Rucio has native support for Opendata which was introduced in v38.0.0. It is an evolving feature and allows to tag already registered Rucio DIDs as Opendata and to add additional metadata (json-compatible). Rucio is able to expose these Opendata DIDs in a dedicated Opendata endpont, returning useful information such as a list with all Opendata DIDs or the Opendata details of a given DID.

Opendata CLI

Adding a DID to the Opendata catalog

Any Rucio DID can be added to the Opendata catalog.

This command will create a Rucio DID to use in this tutorial (skip if you already have some DIDs to work with).

rucio scope add demo --account root

DID=demo:demo-1
rucio did add --type dataset $DID

To add a DID to the Opendata catalog:

rucio opendata did add $DID

A list of all Opendata DIDs may be feched by the following command.
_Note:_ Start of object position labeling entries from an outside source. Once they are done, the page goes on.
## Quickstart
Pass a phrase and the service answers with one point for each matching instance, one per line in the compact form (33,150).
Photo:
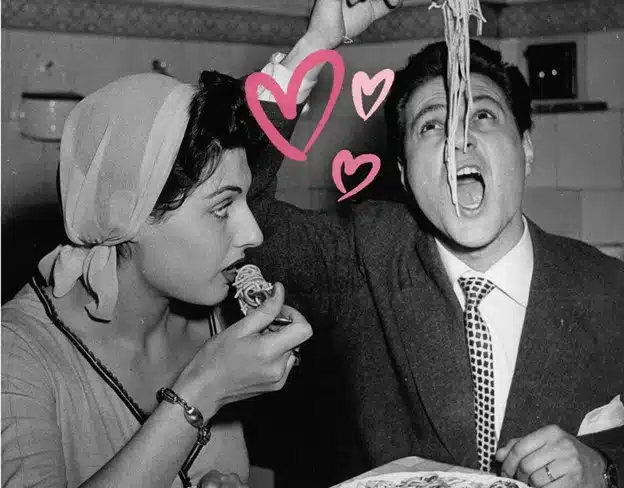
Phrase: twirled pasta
(248,283)
(457,15)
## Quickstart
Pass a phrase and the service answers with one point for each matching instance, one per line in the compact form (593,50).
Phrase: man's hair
(219,120)
(430,63)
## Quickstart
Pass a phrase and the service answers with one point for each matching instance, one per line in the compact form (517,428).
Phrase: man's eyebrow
(424,111)
(442,106)
(223,189)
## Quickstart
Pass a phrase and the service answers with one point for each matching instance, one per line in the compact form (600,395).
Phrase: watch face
(611,476)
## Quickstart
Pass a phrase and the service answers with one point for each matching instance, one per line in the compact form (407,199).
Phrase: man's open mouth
(470,187)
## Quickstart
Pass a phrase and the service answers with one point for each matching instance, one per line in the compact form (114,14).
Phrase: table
(412,463)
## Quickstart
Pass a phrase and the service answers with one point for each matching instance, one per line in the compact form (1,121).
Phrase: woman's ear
(401,166)
(529,155)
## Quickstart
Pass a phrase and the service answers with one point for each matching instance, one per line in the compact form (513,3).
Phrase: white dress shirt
(503,309)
It accepts additional option such as filters. Since the initial state of an Opendata DID is draft, we can filter for that.

rucio opendata did list --state draft

We can also show details for a given Opendata DID

rucio opendata did show $DID --files --meta

this command supports multiple flags, such as files used to list all the files for this DID or meta to show Opendata metadata.
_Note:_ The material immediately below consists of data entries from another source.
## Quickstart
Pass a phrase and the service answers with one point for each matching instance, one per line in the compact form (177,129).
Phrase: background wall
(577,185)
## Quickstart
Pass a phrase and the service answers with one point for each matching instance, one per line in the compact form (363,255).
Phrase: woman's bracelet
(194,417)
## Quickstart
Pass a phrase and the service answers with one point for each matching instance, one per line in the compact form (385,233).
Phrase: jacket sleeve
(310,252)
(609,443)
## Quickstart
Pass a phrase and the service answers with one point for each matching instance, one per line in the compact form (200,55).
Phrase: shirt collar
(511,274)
The --public flag can also be used to perform the request against the Opendata public endpoint. This will only work if the Opendata DID is marked as public in the Opendata catalog.

Updating an Opendata DID

The Opendata DIDs can be enriched with some additional Opendata-specific data.

A DOI can be added to the DID via

rucio opendata did update $DID --doi 10.1234/abcd.56789

The DOI must be a valid DOI string and globally unique in the Rucio Opendata catalog.
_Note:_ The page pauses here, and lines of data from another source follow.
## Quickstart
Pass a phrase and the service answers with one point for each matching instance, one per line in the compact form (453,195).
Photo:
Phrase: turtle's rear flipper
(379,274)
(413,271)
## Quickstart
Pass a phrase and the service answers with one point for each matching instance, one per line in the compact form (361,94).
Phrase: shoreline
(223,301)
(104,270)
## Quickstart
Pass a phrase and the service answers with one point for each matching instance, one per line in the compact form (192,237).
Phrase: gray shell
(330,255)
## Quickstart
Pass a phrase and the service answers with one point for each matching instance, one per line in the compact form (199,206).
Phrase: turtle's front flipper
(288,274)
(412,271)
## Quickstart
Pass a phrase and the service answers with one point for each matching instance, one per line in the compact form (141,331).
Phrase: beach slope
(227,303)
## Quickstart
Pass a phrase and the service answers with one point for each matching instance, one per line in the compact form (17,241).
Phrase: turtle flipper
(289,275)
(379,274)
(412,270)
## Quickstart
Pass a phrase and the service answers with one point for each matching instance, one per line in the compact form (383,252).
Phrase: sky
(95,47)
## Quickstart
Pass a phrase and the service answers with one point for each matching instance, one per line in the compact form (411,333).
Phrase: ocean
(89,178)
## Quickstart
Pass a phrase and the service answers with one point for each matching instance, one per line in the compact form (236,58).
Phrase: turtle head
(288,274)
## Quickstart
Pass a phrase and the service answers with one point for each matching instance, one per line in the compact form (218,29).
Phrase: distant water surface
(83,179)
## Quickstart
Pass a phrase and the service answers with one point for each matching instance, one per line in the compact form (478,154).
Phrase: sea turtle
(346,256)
A JSON object may be added as Opendata metadata

rucio opendata did update $DID --meta '{"key":"value"}'

This Opendata metadata will be available in the show command and in the

Public Opendata

An Opendata DID can be marked as public. Public Opendata DIDs will be exposed publicly in the Rucio server without the need of any kind of authentication.

In order to become public, the DID must be closed if not a file.

A Rucio DID may be closed via the following command

rucio did update --close $DID

After the DID is closed, it can be set to public via

rucio opendata did update $DID --state public

An Opendata DID can be reverted to a non-public state by transferring it to the suspended state.

rucio opendata did update $DID --state suspended

There is an exclusive Rucio endpoint for public Opendata called opendata_public. For production deployments we recommend a dedicated Rucio server with only the opendata_public enabled, as this server instace is able to process unauthenticated requests. If this server is accessible to other services related to Opendata such as the Opendata Portal, it can provide updated information related to the Opendata DIDs registered in Rucio.

REST API

The REST API for Opendata is available as part of the Rucio REST API documentation.

The most important feature is that users are able to send requests to the public opendata endpoint without any kind of autentication. This can be used to establish synchronization between Rucio and a third party app such as an Opendata Portal.